E restando sul tema, dunque, la produzione come si è avuta, come si è mossa?
Mah, diciamo che alcuni mondi sonori ed un certo tipo di “forma canzone” rappresentano il mio habitat sonoro e compositivo e su questo ci siamo trovati insieme a Fabrizio “Cit” Chiapello in un modo molto naturale…abbiamo avuto idee divergenti molto di rado. Anzi, quasi sempre siamo stati d’accordo.
Mi incuriosisce “Cassa (in) quattro”: un ukulele? Bella questa rottura concettuale proprio con l’assenza della cassa sui quarti… un brano afrodisiaco che non mi sarei atteso dal titolo…
È la prima volta che me lo dicono… e questo dimostra quanto spesso nei giudizi e nelle critiche intervengano gusti personali, che è giusto e normale che accada. Si, è un ukulele, la cassa non l’abbiamo messa in quattro perché sarebbe stata una scelta più scontata mentre invece pensiamo che evocare qualcosa a volte sia una scelta più forte rispetto ad una dichiarazione diretta.
Nel colore dei brani, ecco anche in “Cassa (in) quattro”, c’è molto il sapore del folk americano anni ’70, vero? Reminiscenze e origini?
No, in realtà sul piano sonoro questo mio nuovo disco somiglia più ad un genere chiamato “Americana”. Con questo termine si indica una sorta di contenitore di folk, bluegrass, folk progressivo, country, folk-rock con influenze pop… Ed è appunto un termine che compare verso la fine del ‘900 ed i primi anni 2000.
E all’elettronica moderna? Cederai mai? Magari in una dimensione live o in una riscrittura del disco…
Chi ha detto che la musica elettronica sia moderna? La prima musica elettronica nasce negli anni ’40 del secolo scorso, l’impiego di strumenti elettronici in ambito professionale e pop avviene negli anni ’60 quando si utilizzarono i primi Moog e io non ero ancora nato.

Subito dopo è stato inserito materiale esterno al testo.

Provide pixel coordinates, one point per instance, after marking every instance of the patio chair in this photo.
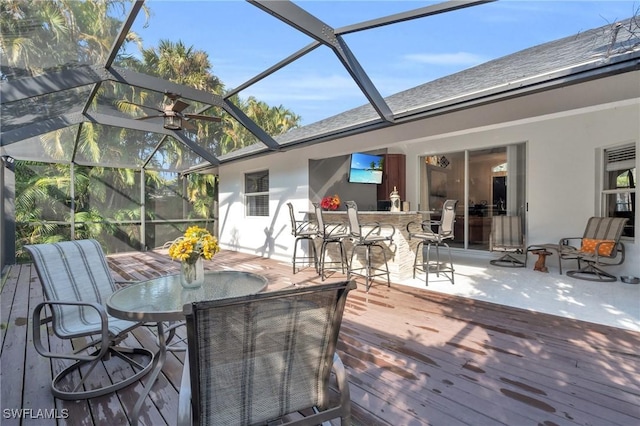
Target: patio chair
(303, 230)
(427, 235)
(367, 236)
(599, 246)
(507, 237)
(262, 358)
(330, 234)
(77, 282)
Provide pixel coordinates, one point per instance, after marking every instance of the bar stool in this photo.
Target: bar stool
(303, 230)
(368, 241)
(438, 238)
(330, 233)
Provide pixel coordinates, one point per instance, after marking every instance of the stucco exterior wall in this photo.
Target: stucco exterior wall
(564, 168)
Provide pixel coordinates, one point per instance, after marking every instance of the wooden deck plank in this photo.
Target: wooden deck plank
(413, 357)
(36, 394)
(14, 348)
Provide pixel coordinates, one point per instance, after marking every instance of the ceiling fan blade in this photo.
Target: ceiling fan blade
(178, 105)
(203, 117)
(147, 117)
(141, 106)
(189, 126)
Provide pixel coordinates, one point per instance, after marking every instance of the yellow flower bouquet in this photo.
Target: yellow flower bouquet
(197, 243)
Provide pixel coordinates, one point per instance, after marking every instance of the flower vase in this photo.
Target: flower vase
(192, 274)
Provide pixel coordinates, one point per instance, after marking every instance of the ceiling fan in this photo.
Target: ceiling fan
(171, 112)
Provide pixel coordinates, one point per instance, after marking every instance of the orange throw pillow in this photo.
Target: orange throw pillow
(604, 249)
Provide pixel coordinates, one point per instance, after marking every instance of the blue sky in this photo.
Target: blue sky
(242, 41)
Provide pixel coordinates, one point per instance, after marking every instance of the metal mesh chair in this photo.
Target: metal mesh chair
(77, 282)
(507, 237)
(303, 230)
(260, 358)
(427, 236)
(367, 236)
(599, 246)
(330, 234)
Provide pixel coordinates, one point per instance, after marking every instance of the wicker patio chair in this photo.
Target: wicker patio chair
(77, 283)
(599, 246)
(507, 237)
(264, 357)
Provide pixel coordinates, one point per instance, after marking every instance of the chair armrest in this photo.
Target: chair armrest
(376, 228)
(414, 227)
(304, 226)
(332, 228)
(37, 337)
(567, 240)
(184, 396)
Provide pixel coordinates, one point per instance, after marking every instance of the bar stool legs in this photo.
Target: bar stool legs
(334, 263)
(426, 266)
(312, 257)
(368, 271)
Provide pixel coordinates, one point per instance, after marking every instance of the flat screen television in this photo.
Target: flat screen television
(365, 168)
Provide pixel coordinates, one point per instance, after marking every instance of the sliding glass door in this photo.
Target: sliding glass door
(485, 182)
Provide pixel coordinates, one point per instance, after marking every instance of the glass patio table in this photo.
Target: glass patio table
(162, 299)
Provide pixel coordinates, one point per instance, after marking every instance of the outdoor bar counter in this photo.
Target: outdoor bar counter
(400, 253)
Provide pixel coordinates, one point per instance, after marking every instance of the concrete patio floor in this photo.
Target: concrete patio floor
(614, 304)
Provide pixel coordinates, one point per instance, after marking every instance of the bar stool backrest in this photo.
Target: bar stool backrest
(448, 219)
(354, 223)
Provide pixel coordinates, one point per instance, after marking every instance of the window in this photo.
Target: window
(619, 188)
(256, 189)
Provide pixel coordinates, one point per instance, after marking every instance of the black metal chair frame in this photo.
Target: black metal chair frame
(303, 230)
(507, 237)
(78, 271)
(367, 240)
(266, 358)
(330, 233)
(438, 238)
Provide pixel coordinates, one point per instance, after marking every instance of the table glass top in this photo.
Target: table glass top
(162, 298)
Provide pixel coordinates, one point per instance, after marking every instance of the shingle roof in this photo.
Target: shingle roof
(566, 57)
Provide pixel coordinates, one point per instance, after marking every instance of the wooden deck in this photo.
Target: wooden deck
(414, 357)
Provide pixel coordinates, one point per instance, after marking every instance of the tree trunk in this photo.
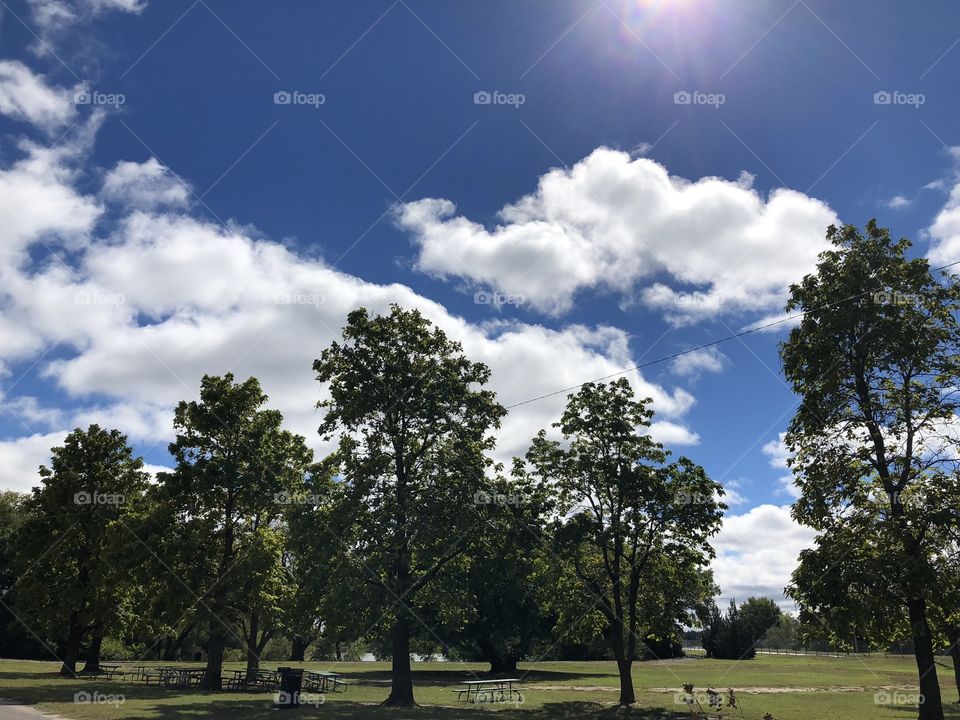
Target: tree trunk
(931, 705)
(253, 657)
(401, 688)
(92, 664)
(213, 674)
(299, 650)
(627, 696)
(953, 635)
(71, 648)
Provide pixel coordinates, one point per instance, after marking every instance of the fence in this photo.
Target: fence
(687, 647)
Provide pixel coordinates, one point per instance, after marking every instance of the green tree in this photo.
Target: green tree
(235, 465)
(75, 584)
(414, 430)
(506, 577)
(627, 512)
(875, 362)
(15, 640)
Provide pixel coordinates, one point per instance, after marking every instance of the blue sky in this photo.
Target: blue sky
(146, 239)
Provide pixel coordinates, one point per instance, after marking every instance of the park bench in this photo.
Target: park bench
(323, 682)
(268, 680)
(480, 691)
(107, 671)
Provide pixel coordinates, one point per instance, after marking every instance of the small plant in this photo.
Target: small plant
(718, 706)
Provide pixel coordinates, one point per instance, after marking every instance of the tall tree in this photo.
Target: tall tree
(626, 512)
(414, 430)
(506, 579)
(15, 640)
(876, 363)
(235, 463)
(76, 582)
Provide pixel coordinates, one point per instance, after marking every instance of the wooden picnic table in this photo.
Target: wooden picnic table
(323, 682)
(492, 690)
(169, 675)
(261, 679)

Senza offesa, ma credo che associare l’elettronica alla modernità per il solo fatto che non si tratta di strumenti analogici sia un approccio davvero un po’ provinciale ed ingenuo. Detto questo, il punto non è scegliere la strumentazione in base a quello che qualcuno percepisce di un determinato strumento in merito alla sua vera o presunta “attualità”. Si possono fare cose nuove con strumenti antichi e viceversa, cose vecchissime con strumenti nati o inventati da poco.
Personalmente scelgo i suoni e gli strumenti in base alla loro reale capacità di sostenere al meglio un “racconto”, e ogni racconto ha esigenze diverse. Quindi è una scelta certamente basata su un proprio e personalissimo orientamento culturale.